In a ceremony in Huntsville, Alabama on June 16, with Alabama public officials, GE Aviation broke ground on two adjacent factories to mass-produce silicon carbide (SiC) materials used to manufacture ceramic matrix composite components (CMCs) for jet engines and land-based gas turbines for electric power.
GE Aviation is investing more than $200 million to construct two factories on 100 acres in Huntsville. When the factories are fully operational later this decade, they are expected to employ up to 300 people. The plants are expected to be completed by the first half of 2018, with production set to begin the same year. GE expects to begin hiring the hourly workforce later this year.
“GE Aviation is creating a fully integrated supply chain for producing CMC components in large volume, which is unique to the United States,” said Sanjay Correa, Vice President who leads the industrialization of advanced technologies at GE Aviation. “The new factories in Alabama are vital to this strategy.”
One of the Huntsville plants (there will be two buildings) will produce silicon carbide (SiC) ceramic fiber. It will be the first such operation in the United States. Today, the only large-scale SiC ceramic fiber factory in the world is operated by NGS Advanced Fibers in Japan, which is a joint company of Nippon Carbon, GE, and Safran of France.
The second factory will use this SiC ceramic fiber to produce the unidirectional CMC tape necessary to fabricate CMC components.
An advanced materials revolution in jet propulsion
The use of lightweight, heat-resistant CMCs in the hot section of GE jet engines is a breakthrough for the jet propulsion industry. CMCs comprise SiC ceramic fibers in a SiC matrix, enhanced by proprietary coatings. Check out this video about GE Aviation’s advancements in the Ceramic Matrix Composite Revolution.

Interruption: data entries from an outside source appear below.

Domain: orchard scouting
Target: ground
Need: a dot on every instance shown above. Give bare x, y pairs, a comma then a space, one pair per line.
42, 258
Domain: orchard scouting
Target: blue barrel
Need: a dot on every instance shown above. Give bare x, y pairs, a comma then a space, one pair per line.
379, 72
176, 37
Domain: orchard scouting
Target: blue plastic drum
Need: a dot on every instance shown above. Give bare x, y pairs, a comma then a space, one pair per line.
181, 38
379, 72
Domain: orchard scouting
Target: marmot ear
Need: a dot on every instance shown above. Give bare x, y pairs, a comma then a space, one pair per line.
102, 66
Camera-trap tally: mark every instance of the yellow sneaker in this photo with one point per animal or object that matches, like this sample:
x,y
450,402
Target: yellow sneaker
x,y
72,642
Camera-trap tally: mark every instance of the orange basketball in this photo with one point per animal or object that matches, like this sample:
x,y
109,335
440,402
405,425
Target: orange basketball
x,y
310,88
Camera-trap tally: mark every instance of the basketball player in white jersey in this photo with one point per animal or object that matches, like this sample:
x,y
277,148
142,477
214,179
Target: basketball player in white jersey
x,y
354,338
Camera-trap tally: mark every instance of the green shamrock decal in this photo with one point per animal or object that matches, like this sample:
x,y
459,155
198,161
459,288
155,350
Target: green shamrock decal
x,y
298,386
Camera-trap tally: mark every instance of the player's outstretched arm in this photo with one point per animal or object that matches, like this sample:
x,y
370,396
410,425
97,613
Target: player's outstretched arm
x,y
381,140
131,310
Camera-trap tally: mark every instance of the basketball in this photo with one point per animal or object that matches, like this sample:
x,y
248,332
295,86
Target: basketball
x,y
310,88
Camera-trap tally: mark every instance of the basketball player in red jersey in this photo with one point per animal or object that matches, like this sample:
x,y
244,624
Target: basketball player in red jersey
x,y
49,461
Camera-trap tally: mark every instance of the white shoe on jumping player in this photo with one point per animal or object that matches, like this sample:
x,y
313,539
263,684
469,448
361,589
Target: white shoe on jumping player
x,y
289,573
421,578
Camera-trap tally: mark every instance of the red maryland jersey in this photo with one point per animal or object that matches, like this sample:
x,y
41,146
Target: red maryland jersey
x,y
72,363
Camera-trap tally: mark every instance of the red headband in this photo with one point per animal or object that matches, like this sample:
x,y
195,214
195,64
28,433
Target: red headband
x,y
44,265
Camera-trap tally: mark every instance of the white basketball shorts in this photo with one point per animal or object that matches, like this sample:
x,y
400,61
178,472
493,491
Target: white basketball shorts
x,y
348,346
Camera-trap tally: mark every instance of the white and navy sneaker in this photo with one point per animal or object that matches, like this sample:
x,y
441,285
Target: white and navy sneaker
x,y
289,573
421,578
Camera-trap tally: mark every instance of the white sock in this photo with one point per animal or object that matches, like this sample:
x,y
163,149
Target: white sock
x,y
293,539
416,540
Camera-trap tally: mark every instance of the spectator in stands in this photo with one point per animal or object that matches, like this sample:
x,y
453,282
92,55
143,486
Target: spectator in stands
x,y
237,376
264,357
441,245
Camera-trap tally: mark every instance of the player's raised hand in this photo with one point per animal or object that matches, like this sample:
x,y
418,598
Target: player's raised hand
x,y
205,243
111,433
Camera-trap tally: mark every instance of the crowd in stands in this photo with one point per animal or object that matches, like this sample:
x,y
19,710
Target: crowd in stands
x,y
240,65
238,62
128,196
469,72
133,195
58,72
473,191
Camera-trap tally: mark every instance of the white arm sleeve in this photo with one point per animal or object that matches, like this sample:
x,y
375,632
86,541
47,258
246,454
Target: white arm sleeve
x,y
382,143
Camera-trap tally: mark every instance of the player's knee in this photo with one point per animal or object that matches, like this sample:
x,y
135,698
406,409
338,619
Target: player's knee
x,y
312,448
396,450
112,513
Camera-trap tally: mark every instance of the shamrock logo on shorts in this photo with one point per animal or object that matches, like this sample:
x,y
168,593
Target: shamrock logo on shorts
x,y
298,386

With one-third the density of metal alloys, these ultra-lightweight CMCs reduce the overall engine weight. Further, their high-temperature properties greatly enhance engine performance, durability, and fuel economy. CMCs are far more heat resistant than metal alloys, hence requiring less cooling air in the engine’s hot section. By using this air instead in the engine flow path, an engine runs more efficiently.
For more than 20 years, scientists at GE’s Global Research Centers and GE’s industrial businesses have worked to develop CMCs for commercial applications. The best-selling LEAP engine, being developed by CFM International, the 50/50 joint company of GE and Safran Aircraft Engines of France, is the first commercial jet engine to use CMCs in the high-pressure turbine section. The LEAP engine, with more than 10,500 orders and commitments, is currently completing certification testing. It is scheduled to enter airline service next year powering the Airbus A320neo, and in 2017 powering the Boeing 737 MAX.
Rising GE Demand for CMC Components
The demand for CMCs is expected to grow tenfold over the next decade. Each LEAP has 18 CMC turbine shrouds, which are stationary parts in the high-pressure turbine that direct air and ensure turbine blade efficiency. Also, CMCs are being used in the combustor and high-pressure turbine section of the new GE9X engine under development for the Boeing 777X twin-aisle aircraft. More than 700 GE9X engines are on order today, with the aircraft entering service by 2020.
GE is incorporating CMC components in advanced military engines including the GE3000 for the U.S. Army’s ITEP program. GE’s advanced turboshaft demonstrator FATE (Future Affordable Turbine Engine) also for the Army increases the use of hot-section CMCs to achieve aggressive fuel efficiency, power-to-weight ratio, and lower maintenance cost goals. CMCs are currently being evaluated for upgrades to existing engines like the highly popular T700 helicopter engine.